|M.Sc Student||Bashar Elnashef|
|Subject||Linear and Refraction-Invariant Models for Image-Based|
|Department||Department of Civil and Environmental Engineering||Supervisor||Professor Filin Sagi|
Underwater photogrammetry benefits a wide variety of applications including seabed mapping, archeological surveys, marine biology, and fluid flow measurement, to name only a few. Nonetheless, development of underwater photogrammetry poses modeling problems. Refraction effect, the extension of the imaging system into a unit composed of both camera and a protecting housing device, lack of fixed reference frames, and imaging from close ranges and in various scales impose significant constraints to the traditional photogrammetric mapping .
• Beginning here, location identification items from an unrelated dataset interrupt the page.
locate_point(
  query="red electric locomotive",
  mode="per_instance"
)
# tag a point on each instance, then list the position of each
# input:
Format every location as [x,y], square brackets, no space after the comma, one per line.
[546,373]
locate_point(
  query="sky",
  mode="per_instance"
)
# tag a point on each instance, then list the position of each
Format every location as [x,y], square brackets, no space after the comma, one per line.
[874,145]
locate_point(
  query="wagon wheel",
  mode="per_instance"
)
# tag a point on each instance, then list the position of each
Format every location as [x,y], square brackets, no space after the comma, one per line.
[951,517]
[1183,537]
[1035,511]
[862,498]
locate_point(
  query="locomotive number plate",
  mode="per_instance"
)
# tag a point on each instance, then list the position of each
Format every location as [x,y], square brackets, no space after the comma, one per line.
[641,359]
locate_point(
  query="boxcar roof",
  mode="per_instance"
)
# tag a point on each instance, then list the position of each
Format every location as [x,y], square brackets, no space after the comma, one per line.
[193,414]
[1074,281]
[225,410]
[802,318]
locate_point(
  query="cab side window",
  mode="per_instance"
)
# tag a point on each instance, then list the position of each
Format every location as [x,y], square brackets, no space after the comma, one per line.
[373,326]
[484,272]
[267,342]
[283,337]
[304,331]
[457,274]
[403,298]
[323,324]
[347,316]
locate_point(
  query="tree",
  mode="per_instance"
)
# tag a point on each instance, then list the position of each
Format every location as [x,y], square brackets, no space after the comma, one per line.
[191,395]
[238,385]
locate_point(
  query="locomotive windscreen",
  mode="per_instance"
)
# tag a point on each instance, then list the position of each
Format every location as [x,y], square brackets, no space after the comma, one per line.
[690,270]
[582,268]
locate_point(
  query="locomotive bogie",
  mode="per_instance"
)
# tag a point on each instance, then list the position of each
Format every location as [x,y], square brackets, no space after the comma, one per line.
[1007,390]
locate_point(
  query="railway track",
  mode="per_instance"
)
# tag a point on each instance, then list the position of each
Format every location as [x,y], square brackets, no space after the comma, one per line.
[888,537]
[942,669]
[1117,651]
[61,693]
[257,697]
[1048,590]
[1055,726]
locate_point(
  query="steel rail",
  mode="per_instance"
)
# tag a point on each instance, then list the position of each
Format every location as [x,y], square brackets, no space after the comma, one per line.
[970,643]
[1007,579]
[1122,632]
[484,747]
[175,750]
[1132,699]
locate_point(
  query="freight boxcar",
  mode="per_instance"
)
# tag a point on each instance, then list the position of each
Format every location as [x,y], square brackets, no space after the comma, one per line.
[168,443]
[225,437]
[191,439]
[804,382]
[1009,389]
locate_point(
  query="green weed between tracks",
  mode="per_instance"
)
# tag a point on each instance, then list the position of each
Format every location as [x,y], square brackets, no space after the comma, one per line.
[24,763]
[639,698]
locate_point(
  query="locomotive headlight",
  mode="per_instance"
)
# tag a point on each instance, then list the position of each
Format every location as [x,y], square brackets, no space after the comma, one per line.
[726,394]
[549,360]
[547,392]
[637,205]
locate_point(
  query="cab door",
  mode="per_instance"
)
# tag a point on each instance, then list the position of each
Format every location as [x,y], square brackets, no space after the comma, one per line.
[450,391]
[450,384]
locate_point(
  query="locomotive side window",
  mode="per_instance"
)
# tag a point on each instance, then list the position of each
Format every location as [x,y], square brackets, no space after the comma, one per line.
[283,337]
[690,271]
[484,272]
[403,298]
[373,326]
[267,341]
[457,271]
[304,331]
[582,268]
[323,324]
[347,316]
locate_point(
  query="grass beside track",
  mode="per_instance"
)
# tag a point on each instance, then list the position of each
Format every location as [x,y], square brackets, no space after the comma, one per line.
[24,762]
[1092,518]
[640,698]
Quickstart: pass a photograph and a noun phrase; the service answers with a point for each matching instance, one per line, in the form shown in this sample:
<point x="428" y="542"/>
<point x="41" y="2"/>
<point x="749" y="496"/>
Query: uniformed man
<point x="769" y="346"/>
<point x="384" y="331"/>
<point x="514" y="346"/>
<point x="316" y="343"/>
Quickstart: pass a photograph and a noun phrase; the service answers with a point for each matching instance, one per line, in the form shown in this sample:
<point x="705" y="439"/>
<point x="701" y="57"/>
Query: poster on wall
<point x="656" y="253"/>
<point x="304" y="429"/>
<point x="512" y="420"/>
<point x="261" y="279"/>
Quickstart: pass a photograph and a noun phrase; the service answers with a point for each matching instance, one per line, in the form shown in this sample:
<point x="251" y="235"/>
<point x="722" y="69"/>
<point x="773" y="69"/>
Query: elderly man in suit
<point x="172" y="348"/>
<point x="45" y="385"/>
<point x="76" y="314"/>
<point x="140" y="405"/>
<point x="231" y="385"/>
To handle these effects, we derive in this thesis a refraction-invariant representation and show that despite the pronounced non-linear and depth-dependent distortions, such a model is attainable. We also show that its contribution is not only theoretical, as it also allows to estimate the pose parameters linearly and at a significantly improved level of accuracy. The thesis then extends the model to calibrate the underwater-related system parameters and, again, shows here the ability to yield a linear model, to simplify the settings and requirements for calibration procedures, and most importantly to improve the estimates of the system parameters by order of magnitude or more. Experiments show not only enhanced parameters accuracy but also stability of the model in the presence of high level of noise. Finally, we also propose a multi-layer model, which can be generalized to a number of layers with different indices of refraction. Differing than existing models, ours exhibits high stability and improved estimation accuracies. Thus, the thesis provides an in-depth look into the geometrical modeling of underwater images and at the same time shows practical enhancement in the accuracies and requirements.